[26904] in Athena Bugs

home help back first fref pref prev next nref lref last post

Re: 9.5.27 linux: firefox lockfile problems

daemon@ATHENA.MIT.EDU (Robert Basch)
Wed Jul 26 18:14:32 2006

In-Reply-To: <20060726192719.GK661@multics.mit.edu>
Mime-Version: 1.0 (Apple Message framework v752.2)
Content-Type: text/plain; charset=US-ASCII; delsp=yes; format=flowed
Message-Id: <BE6EB788-CD83-4C60-94C8-305A03F59527@mit.edu>
Content-Transfer-Encoding: 7bit
From: Robert Basch <rbasch@MIT.EDU>
Date: Wed, 26 Jul 2006 18:14:16 -0400
To: John Hawkinson <jhawk@MIT.EDU>
X-Spam-Score: 3.548
X-Spam-Level: *** (3.548)
X-Spam-Flag: NO
Cc: bugs@MIT.EDU, samira@MIT.EDU
Errors-To: bugs-bounces@MIT.EDU

On Jul 26, 2006, at 3:27 PM, John Hawkinson wrote:

>     User samira came by SIPB reporting problems with Firefox and
> lockfiles. She seems to get the firefox lockfile dialog at startup
> (refusing to continue and only allowing her to exit), requiring
> removing the lockfile by hand. Furthermore, these problems seem to
> happen repeatedly.

Starting with firefox 1.5.0, firefox now uses fcntl()-style locking on
the profile directory, and presents this error dialog when the
lock cannot be acquired, but a running instance cannot be found.
Our wrapper tries to deal with the case where an instance is
running on another machine, stale locks, etc.
>
>     I removed a lockfile (found from "find .mozilla -name lock"),
> firefox still started fine

.parentlock is the file that firefox now locks, via fcntl(), though it
still maintains the old "lock" symlink too.  The wrapper tries to work
around an AFS bug -- in which the fcntl() lock is not released
upon process termination -- by just deleting .parentlock when
the lock symlink does not exist.

>     The output of "sh -x `which firefox`" follows... I didn't feel
> inclined to delve into whether/where/how testlock is failing, but
> looks like it's looking for a .parentlock when it should be looking
> for "lock" (?).

No, I believe testlock is working correctly here; .parentlock is
the file that firefox actually tries to lock with fcntl() (see above).
>
>     Also, there doesn't seem to be a manpage for testlock.
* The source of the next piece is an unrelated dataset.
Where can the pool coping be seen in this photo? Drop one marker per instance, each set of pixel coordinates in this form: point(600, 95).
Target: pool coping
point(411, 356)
True.  I considered its only purpose to be as described, i.e. a
utility for the wrapper to invoke, not something users would
be invoking explicitly.  And there is no firefox man page to
which it could refer....

> I realize
> it's a 51-line C program, but it's frustrating to have to go to the
> source to figure out what it is doing. Similarly, the comment in
> firefox.sh isn't very insightful ("testlock is used to test whether
> the profile directory's lock file is actually locked.") -- something
> more helpful, like "testlock opens the specified file and checks for
> an fcntl lock with fcntl(, F_GETLK,)" would have saved me some time.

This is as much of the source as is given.